In this study, we report on the tailored synthesis of nitrogen-(N)-doped carbon and iron-(Fe)-loaded N-doped carbon composites and their use for the oxygen evolution reaction (OER), hydrogen evolution reaction (HER), overall electrochemical water splitting, and supercapacitors. FE-SEM and HR-TEM analyses reveal that the developed composite material exhibits a core-shell structure with enhanced porosity upon Fe incorporation. By adjusting the ratio of Fe to N-doped carbon in the composites, it was identified that the catalyst 5Fe@NC demonstrates outstanding electrochemical activity alongside commendable stability.

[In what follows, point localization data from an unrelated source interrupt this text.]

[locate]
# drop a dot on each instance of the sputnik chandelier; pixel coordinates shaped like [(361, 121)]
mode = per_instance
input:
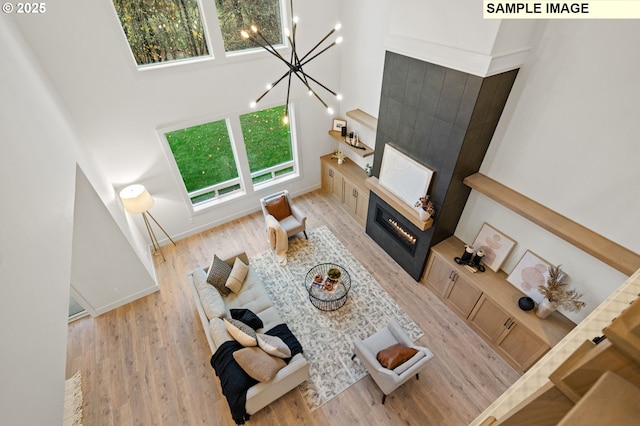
[(295, 63)]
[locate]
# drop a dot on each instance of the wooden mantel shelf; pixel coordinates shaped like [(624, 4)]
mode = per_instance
[(401, 207), (609, 252)]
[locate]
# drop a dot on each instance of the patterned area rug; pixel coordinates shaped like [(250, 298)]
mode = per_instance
[(326, 337)]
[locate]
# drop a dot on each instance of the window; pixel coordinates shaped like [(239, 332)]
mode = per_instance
[(268, 144), (237, 15), (206, 157), (162, 30), (206, 160)]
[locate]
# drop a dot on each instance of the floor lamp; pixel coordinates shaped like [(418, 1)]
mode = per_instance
[(136, 199)]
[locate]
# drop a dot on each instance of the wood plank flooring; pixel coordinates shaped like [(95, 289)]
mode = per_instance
[(147, 363)]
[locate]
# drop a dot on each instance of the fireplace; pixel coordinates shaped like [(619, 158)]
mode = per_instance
[(401, 239)]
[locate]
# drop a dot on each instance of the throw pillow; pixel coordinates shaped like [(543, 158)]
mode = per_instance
[(273, 346), (247, 317), (236, 277), (258, 364), (219, 271), (409, 363), (395, 355), (240, 331), (279, 208)]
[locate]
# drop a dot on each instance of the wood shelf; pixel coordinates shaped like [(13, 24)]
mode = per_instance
[(367, 151), (403, 208), (364, 118), (603, 249)]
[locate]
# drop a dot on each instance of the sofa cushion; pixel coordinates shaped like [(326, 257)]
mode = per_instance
[(210, 298), (279, 208), (244, 334), (273, 345), (219, 271), (247, 317), (236, 277), (394, 355), (258, 364)]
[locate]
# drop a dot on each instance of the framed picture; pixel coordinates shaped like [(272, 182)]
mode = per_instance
[(530, 272), (495, 245), (338, 124)]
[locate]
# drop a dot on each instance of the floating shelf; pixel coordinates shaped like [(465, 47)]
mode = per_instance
[(367, 151), (609, 252), (364, 118), (401, 207)]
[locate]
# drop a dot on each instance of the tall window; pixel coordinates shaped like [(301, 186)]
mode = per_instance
[(268, 144), (237, 15), (205, 159), (205, 155), (162, 30)]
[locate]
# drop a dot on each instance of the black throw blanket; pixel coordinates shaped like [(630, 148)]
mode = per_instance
[(234, 380)]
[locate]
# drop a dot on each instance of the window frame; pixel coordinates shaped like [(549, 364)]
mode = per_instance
[(245, 177)]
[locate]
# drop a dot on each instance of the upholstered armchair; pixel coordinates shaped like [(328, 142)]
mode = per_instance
[(283, 220), (388, 380)]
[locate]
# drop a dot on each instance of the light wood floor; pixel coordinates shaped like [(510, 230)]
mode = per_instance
[(147, 363)]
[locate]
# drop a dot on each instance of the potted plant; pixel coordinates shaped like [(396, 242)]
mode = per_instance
[(425, 207), (557, 294), (339, 155)]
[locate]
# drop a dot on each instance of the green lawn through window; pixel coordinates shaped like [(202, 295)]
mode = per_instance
[(204, 153)]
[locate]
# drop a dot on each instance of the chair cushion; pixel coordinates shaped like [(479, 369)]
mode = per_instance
[(219, 272), (258, 364), (395, 355), (409, 363), (243, 334), (236, 277), (273, 345), (279, 208), (248, 317)]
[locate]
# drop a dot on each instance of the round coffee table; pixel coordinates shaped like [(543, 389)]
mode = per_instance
[(323, 299)]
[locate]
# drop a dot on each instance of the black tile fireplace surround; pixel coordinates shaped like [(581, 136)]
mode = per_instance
[(402, 240)]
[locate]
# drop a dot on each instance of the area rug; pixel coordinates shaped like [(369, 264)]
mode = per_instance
[(73, 401), (327, 337)]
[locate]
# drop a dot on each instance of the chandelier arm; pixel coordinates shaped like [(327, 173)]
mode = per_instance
[(318, 44), (317, 54), (272, 86), (312, 91)]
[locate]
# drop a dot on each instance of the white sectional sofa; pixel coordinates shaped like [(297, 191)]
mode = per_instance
[(212, 308)]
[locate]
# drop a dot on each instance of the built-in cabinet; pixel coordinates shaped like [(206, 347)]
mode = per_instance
[(346, 184), (489, 305)]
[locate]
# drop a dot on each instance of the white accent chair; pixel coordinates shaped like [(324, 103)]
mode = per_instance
[(389, 380), (292, 224)]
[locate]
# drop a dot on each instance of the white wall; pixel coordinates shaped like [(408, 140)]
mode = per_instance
[(568, 139), (37, 167), (118, 109)]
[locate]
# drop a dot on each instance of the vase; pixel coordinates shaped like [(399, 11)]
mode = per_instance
[(545, 308), (424, 215)]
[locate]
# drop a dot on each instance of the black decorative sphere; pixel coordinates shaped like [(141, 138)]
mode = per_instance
[(526, 303)]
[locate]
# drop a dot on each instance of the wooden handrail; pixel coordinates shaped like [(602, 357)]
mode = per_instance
[(609, 252)]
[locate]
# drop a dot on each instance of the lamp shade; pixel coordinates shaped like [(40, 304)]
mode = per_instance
[(136, 199)]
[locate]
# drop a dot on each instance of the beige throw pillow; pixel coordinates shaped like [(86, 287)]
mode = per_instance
[(258, 364), (273, 345), (237, 276), (240, 331)]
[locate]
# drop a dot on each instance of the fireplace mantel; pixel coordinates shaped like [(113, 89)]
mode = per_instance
[(401, 207)]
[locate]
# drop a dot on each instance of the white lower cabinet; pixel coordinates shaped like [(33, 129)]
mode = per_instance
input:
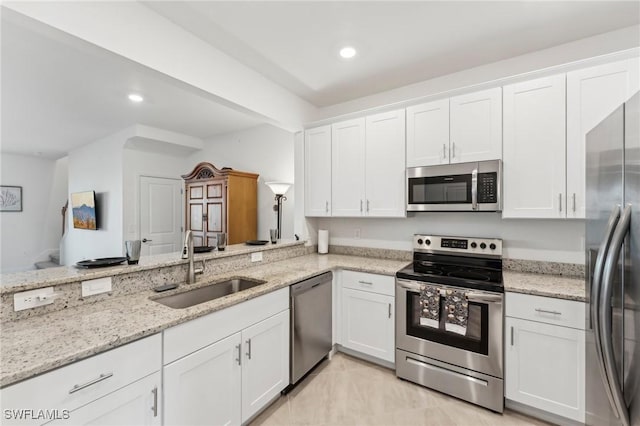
[(367, 320), (544, 361), (117, 387), (136, 404), (204, 388), (228, 381)]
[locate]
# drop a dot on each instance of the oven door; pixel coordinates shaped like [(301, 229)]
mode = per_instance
[(480, 349)]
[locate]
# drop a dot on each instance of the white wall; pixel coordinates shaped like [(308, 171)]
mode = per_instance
[(549, 240), (98, 167), (29, 236), (143, 163), (266, 150)]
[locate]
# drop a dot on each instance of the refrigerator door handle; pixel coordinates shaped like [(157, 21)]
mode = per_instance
[(604, 316), (596, 280)]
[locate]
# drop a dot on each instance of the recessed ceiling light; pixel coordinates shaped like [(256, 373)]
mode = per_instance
[(348, 52), (134, 97)]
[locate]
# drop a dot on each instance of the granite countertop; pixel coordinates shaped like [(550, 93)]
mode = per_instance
[(28, 280), (38, 344), (560, 287)]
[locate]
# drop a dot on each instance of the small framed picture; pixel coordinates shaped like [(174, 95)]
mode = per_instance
[(10, 198)]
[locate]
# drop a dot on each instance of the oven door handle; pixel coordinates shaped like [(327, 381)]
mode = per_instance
[(484, 297)]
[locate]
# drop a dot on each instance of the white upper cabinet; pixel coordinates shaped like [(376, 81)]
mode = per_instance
[(428, 134), (385, 169), (368, 166), (592, 94), (534, 149), (317, 154), (476, 126), (347, 168)]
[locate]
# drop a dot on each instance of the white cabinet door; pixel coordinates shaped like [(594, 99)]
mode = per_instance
[(265, 369), (317, 162), (534, 149), (476, 126), (136, 404), (592, 94), (203, 388), (385, 165), (428, 134), (544, 367), (347, 168), (368, 323)]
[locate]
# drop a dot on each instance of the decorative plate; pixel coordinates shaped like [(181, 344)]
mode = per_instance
[(202, 249), (101, 263)]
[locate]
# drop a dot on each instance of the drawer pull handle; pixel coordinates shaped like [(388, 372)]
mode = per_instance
[(155, 401), (102, 377), (544, 311)]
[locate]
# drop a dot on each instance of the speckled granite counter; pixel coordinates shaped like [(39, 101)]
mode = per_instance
[(561, 287), (38, 344)]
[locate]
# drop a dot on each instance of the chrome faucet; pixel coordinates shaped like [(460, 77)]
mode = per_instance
[(187, 253)]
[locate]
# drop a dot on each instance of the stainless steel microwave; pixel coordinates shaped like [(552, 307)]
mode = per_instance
[(474, 186)]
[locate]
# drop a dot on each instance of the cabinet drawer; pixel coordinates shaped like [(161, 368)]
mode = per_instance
[(85, 381), (381, 284), (567, 313)]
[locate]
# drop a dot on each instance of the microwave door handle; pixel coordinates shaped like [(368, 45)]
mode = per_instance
[(474, 189)]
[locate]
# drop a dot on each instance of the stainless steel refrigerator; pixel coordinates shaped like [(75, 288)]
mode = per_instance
[(613, 277)]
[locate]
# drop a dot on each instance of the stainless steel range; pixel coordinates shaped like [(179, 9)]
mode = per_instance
[(449, 321)]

Specifically, the 5Fe@NC electrocatalyst achieves current densities of +10 mAcm−2 and -10 mAcm−2 in alkaline electrolyte with minimal overpotentials of 376 mV and 520 mV, respectively. Notably, impressive Tafel slopes of 84 mV/dec and 212 mV/dec for the OER and HER were obtained, indicating superior kinetic activity of the developed composite materials. As a supercapacitor, 5Fe@NC electrode material exhibits a measurable specific capacitance of 294 F/g at 0.5 A/g current density with excellent durability (78 % retention after 1000 charge-discharge cycles). Furthermore, we conducted assessments on stability, charge transfer resistance, and ECSA, yielding excellent outcomes. This work successfully demonstrates a highly effective dual-purpose electrocatalyst prepared from indole and furfural (heterocycles abundant in biomass), exhibiting excellent electrochemical activity and stability in facilitating HER and OER within alkaline electrolytes.